Risk vs Issue What's the Difference

Risk vs Issue: What’s the Difference?

Why does the difference between a risk and an issue in a project matter? A good project manager knows the role of project risk and project issue to manage impact and response for the project.

On this page:

What is a Risk in project management?

All projects have a degree of inherent uncertainty. When an uncertain event or change occurs, risk management is how (or if) the project is prepared for it. Project Management Institute (PMI®) defines project risk as “An uncertain event or condition that, if it occurs, has a positive or negative effect on one or more project objectives.”

Ultimate Guide to Risk Management

Get Your Comprehensive Guide to Risk Management

Learn how to manage risk in every project.

What are the types of project risk?

As part of risk management, the project manager will organize the risks identified by the project team into types to analyze those of a similar nature.

Technical Risks

Technical risks are connected to technology, including, but not limited to, software, hardware, digital network, digital assets, system security, and new and changing technology and regulatory requirements.


External Risks

External risks exist outside of the project’s organization.

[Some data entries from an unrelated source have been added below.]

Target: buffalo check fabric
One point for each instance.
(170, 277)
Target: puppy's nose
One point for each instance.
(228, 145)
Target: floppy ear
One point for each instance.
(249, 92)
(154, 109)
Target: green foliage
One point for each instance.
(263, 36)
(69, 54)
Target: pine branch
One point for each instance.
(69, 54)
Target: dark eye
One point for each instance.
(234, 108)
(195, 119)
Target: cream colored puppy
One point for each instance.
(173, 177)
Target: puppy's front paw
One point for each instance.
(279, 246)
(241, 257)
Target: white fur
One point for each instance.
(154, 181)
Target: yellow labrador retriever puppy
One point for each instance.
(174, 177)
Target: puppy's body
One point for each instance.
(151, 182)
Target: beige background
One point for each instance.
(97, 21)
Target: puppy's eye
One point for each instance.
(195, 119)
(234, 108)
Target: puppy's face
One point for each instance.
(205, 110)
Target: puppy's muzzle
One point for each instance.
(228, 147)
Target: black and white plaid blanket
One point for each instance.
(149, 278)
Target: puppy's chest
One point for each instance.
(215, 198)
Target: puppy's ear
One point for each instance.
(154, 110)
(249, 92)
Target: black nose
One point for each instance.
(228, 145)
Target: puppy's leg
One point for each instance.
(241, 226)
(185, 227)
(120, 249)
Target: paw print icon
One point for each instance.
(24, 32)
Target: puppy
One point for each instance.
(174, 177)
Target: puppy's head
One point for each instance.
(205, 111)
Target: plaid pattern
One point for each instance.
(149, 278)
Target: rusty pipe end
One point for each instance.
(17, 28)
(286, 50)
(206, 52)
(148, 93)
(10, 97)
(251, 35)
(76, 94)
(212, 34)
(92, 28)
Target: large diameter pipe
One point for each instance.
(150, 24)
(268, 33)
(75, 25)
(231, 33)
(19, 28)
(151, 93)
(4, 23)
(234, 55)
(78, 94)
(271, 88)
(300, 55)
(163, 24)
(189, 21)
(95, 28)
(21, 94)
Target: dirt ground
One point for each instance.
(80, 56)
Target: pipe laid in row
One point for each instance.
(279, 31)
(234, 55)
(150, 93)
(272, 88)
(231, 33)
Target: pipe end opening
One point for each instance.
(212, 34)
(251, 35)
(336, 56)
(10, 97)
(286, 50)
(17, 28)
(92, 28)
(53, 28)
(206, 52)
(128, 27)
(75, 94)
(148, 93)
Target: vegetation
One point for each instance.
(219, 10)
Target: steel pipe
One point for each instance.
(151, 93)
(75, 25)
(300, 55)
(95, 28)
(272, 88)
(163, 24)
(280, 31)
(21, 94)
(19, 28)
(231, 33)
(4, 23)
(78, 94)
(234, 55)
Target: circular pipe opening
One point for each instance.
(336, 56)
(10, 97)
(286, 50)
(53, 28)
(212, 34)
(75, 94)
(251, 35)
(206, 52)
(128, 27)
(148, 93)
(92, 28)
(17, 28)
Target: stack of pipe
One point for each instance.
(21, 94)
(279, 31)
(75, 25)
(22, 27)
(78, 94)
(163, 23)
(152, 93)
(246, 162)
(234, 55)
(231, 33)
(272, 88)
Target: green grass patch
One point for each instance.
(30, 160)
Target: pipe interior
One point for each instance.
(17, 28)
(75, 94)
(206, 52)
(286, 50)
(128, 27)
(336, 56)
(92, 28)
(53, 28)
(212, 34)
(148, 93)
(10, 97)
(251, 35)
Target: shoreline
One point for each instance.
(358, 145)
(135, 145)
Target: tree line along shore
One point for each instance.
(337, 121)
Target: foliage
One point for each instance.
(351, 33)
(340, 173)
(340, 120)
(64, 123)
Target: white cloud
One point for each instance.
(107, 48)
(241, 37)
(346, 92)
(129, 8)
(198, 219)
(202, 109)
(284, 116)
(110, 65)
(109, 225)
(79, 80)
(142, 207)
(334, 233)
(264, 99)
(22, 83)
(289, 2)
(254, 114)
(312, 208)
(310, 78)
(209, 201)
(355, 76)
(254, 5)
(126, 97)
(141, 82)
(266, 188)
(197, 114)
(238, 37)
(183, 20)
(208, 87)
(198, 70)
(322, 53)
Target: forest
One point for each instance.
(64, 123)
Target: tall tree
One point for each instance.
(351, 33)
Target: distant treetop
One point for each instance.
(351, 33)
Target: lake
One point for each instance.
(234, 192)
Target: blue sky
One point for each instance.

They most likely are beyond the project manager’s or teams’ control, such as political, governmental, climate, or economic changes.

Organizational Risks

Projects occur within an organization (e.g. team, department, division, company). The organization behind the project, be it a sole proprietor or a global interdepartmental collaboration, will have change as part of day-to-day business activities.

Project Management Risks

Project risk includes the work of managing the project. It includes project management work and tasks within communication, estimating, planning, contract development, and scoping.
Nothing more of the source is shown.